A. LES RELATIONS POLITIQUES ET CULTURELLES

1. Les relations politiques

Comme un grand nombre de pays d'Amérique latine, la Colombie est favorable à une plus grande l'ouverture politique et économique vers l'Europe. Dans cette perspective, la France apparaît comme un partenaire de confiance, comme en témoigne la qualité des relations bilatérales.

Depuis trois ans, le dialogue politique avec la Colombie s'est renforcé . Alors que le Président Samper s'était rendu à deux reprises à Paris, le Président Pastrana, avec lequel s'étaient établis des contacts avant son élection, a rencontré le Chef de l'Etat le 16 juillet 1998. A cette occasion, la France a donné son accord de principe pour une participation, le moment venu, à un " groupe des amis de la Colombie ".

Plus récemment, en février 1999, le ministre délégué à la coopération et à la francophonie s'est rendu en Colombie.

Enfin, il faut signaler que le gouvernement français suit avec une particulière attention la situation d'une de nos compatriotes, Mlle Oganesoff, enlevée à Bogota le 1 er août 1998 et retenue en otage par un groupe relevant des Forces armées révolutionnaires colombiennes, alors qu'un autre Français, M. Steinmetz, technicien sur un site pétrolier, est décédé le 4 mars dernier après avoir été détenu par un front de l'armée de libération nationale.

2. Les relations culturelles

La France a développé une coopération culturelle, scientifique et technique variée et de bon niveau avec la Colombie . Elle mobilise des crédits de l'ordre de 48 millions de francs par an qui font de la France l'un des premiers fournisseurs d'aide à la Colombie.

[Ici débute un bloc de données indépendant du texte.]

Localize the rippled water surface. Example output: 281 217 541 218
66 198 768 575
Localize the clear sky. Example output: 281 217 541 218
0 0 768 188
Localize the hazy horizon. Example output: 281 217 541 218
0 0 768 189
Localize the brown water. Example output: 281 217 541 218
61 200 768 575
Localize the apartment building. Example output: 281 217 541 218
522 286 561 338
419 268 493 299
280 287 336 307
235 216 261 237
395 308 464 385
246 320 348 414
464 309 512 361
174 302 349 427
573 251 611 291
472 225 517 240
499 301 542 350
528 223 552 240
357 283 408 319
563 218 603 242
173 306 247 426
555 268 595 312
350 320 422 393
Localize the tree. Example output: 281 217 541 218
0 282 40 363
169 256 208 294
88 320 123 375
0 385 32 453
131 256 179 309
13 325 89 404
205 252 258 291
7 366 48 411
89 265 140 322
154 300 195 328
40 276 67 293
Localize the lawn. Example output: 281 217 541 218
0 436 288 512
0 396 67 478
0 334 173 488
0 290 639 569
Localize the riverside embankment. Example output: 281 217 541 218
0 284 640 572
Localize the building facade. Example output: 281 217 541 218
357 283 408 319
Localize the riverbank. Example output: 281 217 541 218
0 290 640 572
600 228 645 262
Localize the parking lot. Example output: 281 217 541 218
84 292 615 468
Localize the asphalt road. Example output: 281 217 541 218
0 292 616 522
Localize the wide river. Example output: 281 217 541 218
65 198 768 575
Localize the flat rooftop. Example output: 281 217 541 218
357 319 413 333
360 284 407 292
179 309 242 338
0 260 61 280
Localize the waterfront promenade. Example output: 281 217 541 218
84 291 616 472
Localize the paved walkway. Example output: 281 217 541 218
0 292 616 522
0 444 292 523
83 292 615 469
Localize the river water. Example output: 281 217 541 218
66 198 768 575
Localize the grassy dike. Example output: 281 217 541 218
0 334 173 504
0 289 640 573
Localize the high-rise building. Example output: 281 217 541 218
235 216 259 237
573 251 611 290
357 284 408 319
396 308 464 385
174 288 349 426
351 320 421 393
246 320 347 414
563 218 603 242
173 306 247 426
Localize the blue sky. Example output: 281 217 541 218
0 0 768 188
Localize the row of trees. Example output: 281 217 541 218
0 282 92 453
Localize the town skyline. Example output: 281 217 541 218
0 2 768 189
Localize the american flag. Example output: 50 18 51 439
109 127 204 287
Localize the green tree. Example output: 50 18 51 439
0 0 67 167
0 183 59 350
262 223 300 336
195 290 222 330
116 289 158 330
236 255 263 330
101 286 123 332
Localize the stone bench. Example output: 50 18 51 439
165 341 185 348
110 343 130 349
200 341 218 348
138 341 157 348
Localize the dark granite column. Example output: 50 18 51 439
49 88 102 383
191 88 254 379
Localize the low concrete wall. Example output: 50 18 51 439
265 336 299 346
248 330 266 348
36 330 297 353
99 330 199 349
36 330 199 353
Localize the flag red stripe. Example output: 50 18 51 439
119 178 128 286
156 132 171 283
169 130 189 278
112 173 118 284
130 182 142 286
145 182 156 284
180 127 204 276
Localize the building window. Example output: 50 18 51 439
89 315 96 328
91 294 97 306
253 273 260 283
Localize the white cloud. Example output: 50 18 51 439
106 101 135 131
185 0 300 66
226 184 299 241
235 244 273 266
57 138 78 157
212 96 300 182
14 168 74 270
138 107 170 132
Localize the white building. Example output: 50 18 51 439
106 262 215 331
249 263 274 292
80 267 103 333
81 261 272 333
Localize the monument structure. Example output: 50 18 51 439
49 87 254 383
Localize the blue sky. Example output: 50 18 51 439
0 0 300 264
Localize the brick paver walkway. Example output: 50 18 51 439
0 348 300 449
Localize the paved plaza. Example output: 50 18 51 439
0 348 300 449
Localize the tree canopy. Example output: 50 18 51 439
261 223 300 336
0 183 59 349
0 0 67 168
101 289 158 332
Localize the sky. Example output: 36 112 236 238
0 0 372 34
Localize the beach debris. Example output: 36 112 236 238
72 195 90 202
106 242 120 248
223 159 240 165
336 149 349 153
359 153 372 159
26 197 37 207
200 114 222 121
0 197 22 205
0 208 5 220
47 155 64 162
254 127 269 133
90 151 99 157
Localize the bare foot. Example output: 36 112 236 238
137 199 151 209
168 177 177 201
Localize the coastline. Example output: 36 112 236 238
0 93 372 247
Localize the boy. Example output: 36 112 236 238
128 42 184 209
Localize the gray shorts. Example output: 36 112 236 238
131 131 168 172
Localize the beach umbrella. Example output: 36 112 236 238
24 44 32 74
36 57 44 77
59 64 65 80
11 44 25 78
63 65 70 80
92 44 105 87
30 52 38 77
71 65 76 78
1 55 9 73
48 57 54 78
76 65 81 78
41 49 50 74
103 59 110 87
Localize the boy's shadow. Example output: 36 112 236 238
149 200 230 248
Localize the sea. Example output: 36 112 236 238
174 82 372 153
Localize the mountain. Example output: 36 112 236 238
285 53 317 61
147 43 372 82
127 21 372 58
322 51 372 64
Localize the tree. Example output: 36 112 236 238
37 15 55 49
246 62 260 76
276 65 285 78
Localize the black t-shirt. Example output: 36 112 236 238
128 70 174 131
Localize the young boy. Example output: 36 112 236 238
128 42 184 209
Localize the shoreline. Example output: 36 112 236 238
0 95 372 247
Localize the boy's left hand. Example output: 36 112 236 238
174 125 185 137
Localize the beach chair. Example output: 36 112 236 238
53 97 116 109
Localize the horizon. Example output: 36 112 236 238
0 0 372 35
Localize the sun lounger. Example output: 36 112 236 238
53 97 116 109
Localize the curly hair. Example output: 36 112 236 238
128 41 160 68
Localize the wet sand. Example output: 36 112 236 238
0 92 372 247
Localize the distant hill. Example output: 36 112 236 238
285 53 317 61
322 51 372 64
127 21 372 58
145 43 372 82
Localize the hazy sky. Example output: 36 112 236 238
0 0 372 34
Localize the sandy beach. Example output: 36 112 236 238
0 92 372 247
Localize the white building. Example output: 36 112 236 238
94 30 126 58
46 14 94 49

Une large part de cette enveloppe est consacrée au fonctionnement des trois établissements français relevant du réseau de l'Agence pour l'enseignement français à l'étranger ainsi qu'à l'appui au réseau des Alliances françaises, qui compte 11 implantations. L'Alliance française de Bogota gère notamment le Centre de ressources sur la France contemporaine " André Maurois " inauguré en 1998.

La coopération porte également sur la promotion des formations supérieures et l'audiovisuel (diffusion de TV5). Les organismes français de recherche comme l'ORSTOM, le CIRAD et l'INRA sont également très présents en Colombie.

La France participe à un programme de mise en place d'une économie de substitution à la drogue, en particulier par l'encouragement des cultures alternatives. Dans ce cadre, le système français SPOT-Image a été retenu pour la télédétection satellitaire.

B. LES RELATIONS ÉCONOMIQUES

Les échanges économiques avec la Colombie se sont renforcés au cours de dernières années, les entreprises françaises ayant remporté d'importants contrats dans les domaines de la défense, de la sécurité et des infrastructures.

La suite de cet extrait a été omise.